Herb to Know: Horse Chestnut

| April/May 2006

Genus: Aesculus hippocastanum

• Zones 6 to 9

With a beauty all its own, this majestic ornamental tree is a powerful magnet for hummingbirds and humans alike.

A stroll through any well-landscaped park can be inspiring, but if you happen upon a horse chestnut tree displaying its showy panicles of pink flowers with white polka dots in late spring, the experience can be breathtaking.

The horse chestnut — a European native — belongs to a genus of about 15 species of deciduous shrubs and lofty trees. The common, or European, horse chestnut (Aesculus hippocastanum) can grow 70 to 100 feet tall with a dense canopy of foliage that casts deep shade. The smaller red horse chestnut (A. xcarnea) — so named for its reddish-pink blooms — is smaller in stature, but still grows to 30 to 40 feet.

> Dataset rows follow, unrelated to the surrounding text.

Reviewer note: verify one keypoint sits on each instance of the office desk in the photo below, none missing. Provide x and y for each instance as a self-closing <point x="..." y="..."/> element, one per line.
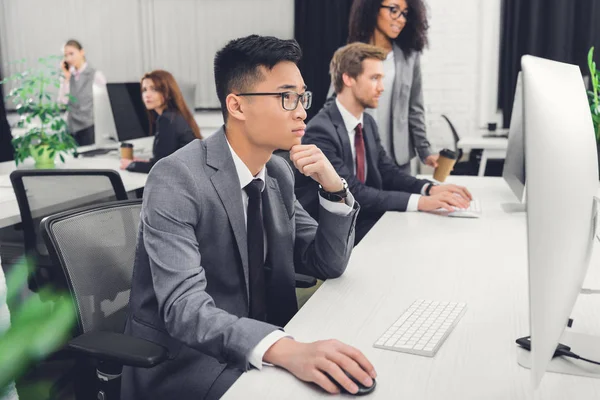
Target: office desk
<point x="493" y="148"/>
<point x="9" y="209"/>
<point x="408" y="256"/>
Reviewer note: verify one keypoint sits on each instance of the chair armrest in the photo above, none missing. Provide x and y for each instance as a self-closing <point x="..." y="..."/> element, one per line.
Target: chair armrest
<point x="305" y="281"/>
<point x="119" y="348"/>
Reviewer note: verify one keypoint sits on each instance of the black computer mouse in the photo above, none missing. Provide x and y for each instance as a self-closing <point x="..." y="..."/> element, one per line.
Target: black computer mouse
<point x="362" y="389"/>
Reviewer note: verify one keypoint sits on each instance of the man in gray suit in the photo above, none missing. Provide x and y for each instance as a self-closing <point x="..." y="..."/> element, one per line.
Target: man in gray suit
<point x="349" y="138"/>
<point x="222" y="235"/>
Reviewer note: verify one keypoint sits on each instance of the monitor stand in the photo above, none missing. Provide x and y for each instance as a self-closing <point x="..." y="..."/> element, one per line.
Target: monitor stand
<point x="587" y="346"/>
<point x="513" y="208"/>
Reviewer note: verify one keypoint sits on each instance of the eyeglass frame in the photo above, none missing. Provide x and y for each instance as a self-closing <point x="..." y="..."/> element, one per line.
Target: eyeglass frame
<point x="404" y="13"/>
<point x="282" y="94"/>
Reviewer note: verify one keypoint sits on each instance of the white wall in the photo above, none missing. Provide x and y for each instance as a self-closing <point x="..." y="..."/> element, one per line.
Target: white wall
<point x="460" y="67"/>
<point x="126" y="38"/>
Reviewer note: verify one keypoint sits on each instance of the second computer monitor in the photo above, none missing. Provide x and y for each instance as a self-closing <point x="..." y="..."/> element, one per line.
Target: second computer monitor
<point x="562" y="180"/>
<point x="514" y="164"/>
<point x="128" y="109"/>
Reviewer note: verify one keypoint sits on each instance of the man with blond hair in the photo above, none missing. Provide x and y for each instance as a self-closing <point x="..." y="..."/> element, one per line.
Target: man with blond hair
<point x="349" y="139"/>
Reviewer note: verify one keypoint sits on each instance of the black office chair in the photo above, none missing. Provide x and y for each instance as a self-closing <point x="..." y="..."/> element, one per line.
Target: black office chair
<point x="95" y="248"/>
<point x="43" y="192"/>
<point x="470" y="167"/>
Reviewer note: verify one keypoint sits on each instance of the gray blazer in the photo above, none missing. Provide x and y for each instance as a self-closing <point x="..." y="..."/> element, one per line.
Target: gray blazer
<point x="409" y="136"/>
<point x="190" y="279"/>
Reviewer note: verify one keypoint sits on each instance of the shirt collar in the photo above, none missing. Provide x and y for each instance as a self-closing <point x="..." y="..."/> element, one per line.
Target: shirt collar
<point x="350" y="121"/>
<point x="244" y="174"/>
<point x="78" y="72"/>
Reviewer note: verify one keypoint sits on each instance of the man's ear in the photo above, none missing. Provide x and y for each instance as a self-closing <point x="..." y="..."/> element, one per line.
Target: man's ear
<point x="348" y="80"/>
<point x="235" y="107"/>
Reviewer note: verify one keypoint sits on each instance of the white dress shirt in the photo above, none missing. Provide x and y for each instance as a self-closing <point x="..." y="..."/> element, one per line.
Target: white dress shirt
<point x="350" y="122"/>
<point x="245" y="177"/>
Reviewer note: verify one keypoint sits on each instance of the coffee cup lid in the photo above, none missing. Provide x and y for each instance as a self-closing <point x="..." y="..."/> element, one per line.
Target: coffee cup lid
<point x="447" y="153"/>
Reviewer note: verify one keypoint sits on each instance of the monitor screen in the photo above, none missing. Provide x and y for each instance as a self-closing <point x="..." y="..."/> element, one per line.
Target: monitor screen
<point x="129" y="112"/>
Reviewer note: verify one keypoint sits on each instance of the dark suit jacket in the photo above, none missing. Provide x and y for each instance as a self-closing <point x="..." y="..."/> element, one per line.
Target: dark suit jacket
<point x="190" y="280"/>
<point x="387" y="188"/>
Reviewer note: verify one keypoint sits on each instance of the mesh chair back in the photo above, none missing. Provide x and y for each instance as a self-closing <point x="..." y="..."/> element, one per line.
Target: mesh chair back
<point x="95" y="247"/>
<point x="44" y="192"/>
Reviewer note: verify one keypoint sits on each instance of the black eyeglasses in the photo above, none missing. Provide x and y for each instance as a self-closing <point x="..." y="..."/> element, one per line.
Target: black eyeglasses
<point x="395" y="12"/>
<point x="289" y="100"/>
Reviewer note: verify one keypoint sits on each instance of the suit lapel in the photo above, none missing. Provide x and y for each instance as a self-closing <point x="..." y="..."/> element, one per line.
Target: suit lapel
<point x="227" y="185"/>
<point x="281" y="295"/>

Palmate leaves form the backdrop for beautiful blooms that adorn the tree like hundreds of foot-tall candelabras, dispensing nectar for nearby hummingbirds. Inside the prickly seedpods — round, leathery greenish fruits known as conkers — are several inedible glossy seeds emerging from their pods in fall. The fresh, bitter seeds are toxic unless properly processed.